¿A qué familia pertenecen las morsas? ¿Con qué animales se les relaciona? El origen de las morsas es muy interesante, pues data de millones de años atrás, donde las características del planeta eran completamente distintas a lo que son hoy y los “trastatarabuelos” de las especies que conocemos en la actualidad comenzaban a surgir.

Las morsas pertenecen al orden de los carnívoros y al suborden Caniformia. Si buscamos información sobre los caniformes probablemente encontremos datos sobre los osos o cánidos que nos cause extrañeza, pero se dice que los pinnípedos, es decir, las morsas, leones marinos y focas, evolucionaron a partir de especies caniformes, razón por lo que se les considera como tal. Los restos fósiles indican que los animales caniformes aparecieron en la era del Paleoceno; estamos hablando de hace 65 o 55 millones de años.
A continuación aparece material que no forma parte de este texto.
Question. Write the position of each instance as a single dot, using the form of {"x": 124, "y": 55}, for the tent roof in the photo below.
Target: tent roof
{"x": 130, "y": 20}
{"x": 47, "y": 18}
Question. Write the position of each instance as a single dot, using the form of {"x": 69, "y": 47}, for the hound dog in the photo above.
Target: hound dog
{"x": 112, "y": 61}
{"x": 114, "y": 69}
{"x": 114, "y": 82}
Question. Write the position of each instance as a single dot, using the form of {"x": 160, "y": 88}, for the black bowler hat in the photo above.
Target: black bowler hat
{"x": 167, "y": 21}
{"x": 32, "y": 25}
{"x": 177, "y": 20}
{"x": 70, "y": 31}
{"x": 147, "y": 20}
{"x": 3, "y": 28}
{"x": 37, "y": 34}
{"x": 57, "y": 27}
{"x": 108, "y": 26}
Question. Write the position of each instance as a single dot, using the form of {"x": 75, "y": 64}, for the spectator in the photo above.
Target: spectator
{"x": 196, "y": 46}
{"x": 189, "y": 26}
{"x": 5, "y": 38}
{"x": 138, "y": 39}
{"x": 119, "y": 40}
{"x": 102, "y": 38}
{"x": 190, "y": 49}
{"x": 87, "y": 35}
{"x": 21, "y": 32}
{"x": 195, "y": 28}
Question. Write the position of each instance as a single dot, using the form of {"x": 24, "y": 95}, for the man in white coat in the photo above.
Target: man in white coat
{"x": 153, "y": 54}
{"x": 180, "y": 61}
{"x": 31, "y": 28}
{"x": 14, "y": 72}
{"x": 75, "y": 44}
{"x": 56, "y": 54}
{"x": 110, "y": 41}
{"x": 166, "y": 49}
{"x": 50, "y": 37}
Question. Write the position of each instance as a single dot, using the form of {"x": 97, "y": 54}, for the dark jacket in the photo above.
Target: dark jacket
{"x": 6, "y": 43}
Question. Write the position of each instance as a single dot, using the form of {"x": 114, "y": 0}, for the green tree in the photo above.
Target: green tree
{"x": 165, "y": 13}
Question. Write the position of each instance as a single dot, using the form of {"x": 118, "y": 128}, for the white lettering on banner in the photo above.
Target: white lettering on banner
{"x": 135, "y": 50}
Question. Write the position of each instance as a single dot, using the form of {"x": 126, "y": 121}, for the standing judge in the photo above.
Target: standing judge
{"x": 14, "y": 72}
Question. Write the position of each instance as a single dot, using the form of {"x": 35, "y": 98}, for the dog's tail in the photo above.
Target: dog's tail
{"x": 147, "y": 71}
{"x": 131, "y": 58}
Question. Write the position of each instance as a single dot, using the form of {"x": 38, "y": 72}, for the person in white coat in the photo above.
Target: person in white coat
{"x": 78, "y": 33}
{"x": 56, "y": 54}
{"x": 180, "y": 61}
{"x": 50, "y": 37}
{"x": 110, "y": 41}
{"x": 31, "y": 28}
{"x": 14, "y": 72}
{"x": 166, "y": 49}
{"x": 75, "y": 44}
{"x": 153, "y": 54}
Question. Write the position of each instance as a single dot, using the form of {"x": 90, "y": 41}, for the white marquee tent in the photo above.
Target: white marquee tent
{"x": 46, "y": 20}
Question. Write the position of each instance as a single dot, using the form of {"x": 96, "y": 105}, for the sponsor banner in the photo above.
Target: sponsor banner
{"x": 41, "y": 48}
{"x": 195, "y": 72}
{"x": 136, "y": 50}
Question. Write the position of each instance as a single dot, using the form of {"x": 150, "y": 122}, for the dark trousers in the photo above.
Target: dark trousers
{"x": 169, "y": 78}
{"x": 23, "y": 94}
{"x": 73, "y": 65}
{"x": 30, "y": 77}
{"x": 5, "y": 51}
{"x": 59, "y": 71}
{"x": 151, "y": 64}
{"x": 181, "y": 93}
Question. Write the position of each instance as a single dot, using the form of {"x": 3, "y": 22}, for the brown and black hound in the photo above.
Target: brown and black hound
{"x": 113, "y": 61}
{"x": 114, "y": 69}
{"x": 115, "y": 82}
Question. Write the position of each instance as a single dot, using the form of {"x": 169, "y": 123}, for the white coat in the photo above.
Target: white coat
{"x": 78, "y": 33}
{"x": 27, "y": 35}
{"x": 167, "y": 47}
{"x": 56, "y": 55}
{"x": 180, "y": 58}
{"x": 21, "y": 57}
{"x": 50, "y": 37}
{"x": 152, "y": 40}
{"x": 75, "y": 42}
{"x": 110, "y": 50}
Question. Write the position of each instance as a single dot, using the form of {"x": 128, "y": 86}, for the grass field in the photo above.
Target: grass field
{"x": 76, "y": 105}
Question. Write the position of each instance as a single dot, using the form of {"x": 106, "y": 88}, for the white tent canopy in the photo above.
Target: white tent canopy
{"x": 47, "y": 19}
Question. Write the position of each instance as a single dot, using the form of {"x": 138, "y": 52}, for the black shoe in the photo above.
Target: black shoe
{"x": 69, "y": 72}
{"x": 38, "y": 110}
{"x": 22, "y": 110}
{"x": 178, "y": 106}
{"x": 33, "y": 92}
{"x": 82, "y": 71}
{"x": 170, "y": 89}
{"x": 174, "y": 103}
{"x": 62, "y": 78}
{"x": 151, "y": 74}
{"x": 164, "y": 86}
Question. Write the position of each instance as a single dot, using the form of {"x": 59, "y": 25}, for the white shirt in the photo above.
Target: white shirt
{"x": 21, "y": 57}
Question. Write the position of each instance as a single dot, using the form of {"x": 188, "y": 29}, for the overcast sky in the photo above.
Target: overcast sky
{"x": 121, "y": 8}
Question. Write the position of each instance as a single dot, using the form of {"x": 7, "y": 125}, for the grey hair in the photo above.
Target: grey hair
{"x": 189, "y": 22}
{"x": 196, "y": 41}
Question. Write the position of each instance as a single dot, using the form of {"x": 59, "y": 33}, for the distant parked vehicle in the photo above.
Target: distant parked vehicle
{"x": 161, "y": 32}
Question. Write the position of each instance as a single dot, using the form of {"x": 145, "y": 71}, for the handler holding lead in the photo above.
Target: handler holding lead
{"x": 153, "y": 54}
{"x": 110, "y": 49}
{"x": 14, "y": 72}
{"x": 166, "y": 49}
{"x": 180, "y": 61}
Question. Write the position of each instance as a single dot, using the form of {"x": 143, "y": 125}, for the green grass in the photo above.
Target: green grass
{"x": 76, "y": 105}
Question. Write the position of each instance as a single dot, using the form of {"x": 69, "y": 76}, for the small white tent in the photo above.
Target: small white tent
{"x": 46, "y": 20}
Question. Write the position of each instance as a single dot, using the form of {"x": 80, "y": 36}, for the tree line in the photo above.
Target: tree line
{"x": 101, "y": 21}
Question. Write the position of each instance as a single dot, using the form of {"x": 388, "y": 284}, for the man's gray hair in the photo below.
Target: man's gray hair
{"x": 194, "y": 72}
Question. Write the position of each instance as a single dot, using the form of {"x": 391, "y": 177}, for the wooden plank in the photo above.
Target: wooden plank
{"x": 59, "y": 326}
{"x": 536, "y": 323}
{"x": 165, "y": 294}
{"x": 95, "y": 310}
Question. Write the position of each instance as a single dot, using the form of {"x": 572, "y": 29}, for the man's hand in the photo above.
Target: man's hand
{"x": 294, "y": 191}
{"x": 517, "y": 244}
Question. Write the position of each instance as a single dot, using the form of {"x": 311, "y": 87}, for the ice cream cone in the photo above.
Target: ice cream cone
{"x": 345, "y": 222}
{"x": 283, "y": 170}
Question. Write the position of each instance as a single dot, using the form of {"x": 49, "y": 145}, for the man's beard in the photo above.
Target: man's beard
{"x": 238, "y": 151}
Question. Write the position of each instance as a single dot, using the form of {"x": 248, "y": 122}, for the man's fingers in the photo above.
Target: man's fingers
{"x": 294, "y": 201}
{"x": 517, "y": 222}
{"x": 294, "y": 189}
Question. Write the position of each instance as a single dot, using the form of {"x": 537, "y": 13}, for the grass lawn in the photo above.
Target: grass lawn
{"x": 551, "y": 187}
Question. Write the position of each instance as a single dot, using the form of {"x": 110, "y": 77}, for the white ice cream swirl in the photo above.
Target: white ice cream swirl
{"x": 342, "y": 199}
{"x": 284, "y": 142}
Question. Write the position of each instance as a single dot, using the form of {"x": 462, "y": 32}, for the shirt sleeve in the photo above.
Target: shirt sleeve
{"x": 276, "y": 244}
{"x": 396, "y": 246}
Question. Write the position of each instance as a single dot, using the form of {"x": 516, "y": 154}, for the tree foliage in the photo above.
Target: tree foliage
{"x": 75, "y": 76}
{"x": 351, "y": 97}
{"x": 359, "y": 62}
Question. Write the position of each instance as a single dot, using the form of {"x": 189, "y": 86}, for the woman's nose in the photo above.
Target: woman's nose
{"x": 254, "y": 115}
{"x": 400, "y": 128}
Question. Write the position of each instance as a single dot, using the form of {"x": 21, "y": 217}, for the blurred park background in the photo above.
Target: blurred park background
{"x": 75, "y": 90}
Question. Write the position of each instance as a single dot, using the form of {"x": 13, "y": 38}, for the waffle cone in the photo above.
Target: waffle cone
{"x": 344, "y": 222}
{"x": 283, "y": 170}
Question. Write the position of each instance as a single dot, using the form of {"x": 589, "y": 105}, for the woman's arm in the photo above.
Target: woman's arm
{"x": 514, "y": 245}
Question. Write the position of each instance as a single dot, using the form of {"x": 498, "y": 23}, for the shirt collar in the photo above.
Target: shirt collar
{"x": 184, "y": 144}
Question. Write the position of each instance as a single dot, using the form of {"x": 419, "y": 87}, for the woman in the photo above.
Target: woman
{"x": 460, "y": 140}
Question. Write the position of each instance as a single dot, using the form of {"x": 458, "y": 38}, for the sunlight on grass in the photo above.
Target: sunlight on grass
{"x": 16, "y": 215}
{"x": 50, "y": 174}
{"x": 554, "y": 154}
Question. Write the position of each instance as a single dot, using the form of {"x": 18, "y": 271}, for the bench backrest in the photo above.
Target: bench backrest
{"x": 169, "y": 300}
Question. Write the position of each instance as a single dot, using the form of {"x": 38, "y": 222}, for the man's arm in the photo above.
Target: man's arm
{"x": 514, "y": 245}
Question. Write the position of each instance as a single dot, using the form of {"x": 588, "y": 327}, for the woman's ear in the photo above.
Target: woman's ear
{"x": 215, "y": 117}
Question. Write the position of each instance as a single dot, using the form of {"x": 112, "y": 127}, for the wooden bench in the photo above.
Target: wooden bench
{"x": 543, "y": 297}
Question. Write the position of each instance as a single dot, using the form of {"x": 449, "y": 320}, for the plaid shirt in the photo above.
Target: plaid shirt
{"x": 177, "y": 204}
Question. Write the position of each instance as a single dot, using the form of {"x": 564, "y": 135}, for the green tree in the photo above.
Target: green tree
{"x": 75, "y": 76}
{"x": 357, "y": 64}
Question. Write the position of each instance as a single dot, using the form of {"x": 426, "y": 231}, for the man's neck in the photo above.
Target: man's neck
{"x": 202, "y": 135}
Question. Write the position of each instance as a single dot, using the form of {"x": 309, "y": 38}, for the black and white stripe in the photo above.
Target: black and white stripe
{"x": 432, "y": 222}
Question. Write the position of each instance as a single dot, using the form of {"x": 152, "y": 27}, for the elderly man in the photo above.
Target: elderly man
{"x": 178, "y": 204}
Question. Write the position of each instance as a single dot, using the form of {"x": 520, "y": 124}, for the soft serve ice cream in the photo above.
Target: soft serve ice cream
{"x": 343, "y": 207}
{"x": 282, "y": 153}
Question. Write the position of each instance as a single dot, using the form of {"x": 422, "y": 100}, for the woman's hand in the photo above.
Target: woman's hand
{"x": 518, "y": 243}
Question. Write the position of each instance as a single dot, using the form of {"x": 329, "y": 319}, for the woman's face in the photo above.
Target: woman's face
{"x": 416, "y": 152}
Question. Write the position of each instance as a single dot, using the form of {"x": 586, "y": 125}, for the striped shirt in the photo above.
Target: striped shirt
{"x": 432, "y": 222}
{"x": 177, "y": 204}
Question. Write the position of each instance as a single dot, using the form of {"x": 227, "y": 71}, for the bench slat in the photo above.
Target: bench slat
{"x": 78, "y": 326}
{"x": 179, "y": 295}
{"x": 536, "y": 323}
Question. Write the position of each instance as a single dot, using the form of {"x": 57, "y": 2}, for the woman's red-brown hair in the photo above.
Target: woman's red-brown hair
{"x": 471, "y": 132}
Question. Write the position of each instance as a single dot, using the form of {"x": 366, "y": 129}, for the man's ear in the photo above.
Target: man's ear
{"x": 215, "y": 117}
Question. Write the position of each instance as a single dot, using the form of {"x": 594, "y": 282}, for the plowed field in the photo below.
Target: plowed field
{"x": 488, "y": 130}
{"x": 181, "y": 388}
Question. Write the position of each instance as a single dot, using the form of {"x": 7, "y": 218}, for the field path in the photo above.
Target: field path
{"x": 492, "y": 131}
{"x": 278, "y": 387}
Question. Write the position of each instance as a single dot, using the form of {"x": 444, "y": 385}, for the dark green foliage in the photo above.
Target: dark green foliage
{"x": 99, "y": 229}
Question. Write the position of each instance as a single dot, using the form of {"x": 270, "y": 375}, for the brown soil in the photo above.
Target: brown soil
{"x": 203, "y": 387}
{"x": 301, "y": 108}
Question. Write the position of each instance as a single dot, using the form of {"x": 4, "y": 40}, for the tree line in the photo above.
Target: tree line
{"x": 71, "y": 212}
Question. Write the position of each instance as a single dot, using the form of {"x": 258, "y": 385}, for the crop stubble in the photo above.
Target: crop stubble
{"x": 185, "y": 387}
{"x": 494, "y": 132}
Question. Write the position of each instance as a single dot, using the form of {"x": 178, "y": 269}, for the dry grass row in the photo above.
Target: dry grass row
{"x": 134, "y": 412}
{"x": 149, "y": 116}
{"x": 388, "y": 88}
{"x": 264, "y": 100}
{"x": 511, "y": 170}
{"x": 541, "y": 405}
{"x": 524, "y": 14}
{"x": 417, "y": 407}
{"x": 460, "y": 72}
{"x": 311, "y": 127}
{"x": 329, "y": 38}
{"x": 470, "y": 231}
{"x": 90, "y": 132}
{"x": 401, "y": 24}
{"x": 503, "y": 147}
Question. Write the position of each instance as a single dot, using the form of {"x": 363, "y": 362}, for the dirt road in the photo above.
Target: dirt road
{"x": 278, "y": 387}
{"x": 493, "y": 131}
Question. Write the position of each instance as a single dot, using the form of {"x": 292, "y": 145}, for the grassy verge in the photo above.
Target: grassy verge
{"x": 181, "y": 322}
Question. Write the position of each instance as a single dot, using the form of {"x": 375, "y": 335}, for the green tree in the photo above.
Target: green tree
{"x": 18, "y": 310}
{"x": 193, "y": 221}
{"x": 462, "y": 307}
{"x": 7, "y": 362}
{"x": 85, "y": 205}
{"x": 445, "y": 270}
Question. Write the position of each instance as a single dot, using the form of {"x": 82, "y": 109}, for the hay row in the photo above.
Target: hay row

Los pinnípedos se dividen en dos superfamilias: la Otarioidea y Phocoidea. Dentro de las primeras encontramos a dos familias. La primera es Otariidae que incluye a los lobos marinos y la segunda es Odobenidae que corresponde a las morsas. Por otro lado, de la superfamilia Phocoidea se deriva una sola familia llamada Phocidae que está relacionada con todos los fócidos, o comúnmente conocidas como focas verdaderas.

La familia Odobenidae contenía varios géneros y subfamilias, pero con el paso de los años se fueron extinguiendo hasta quedar un sólo genero: Odobenus, denominación que está incluida en el nombre científico de la morsa Odobenus rosmarus donde rosmarus proviene del idioma escandinavo, asignado en el año 1240 aproximadamente.

Existe una controversia actual vinculada con el número de subespecies que existen. Algunos argumentan que son dos y otros comprueban que realmente son tres. Tal vez eso nos pueda causar un poco de confusión al investigar acerca de las morsas, pero los documentos que provienen de importantes y prestigiados centros de investigación, afirman, al menos por el momento, que son tres.

Se dice que entre las especies del Atlántico y el Pacífico hay una separación que se definió hace alrededor de 600,000 años. Los estudios científicos revelan que estos animales descendieron de especies tropicales o subtropicales que debido a los cambios de la tierra, se aislaron en el Océano Atlántico y tuvieron que pasar por un proceso evolutivo en el que sus características anatómicas se adaptaron a un clima más frío y a una nueva disponibilidad de presas para cazar.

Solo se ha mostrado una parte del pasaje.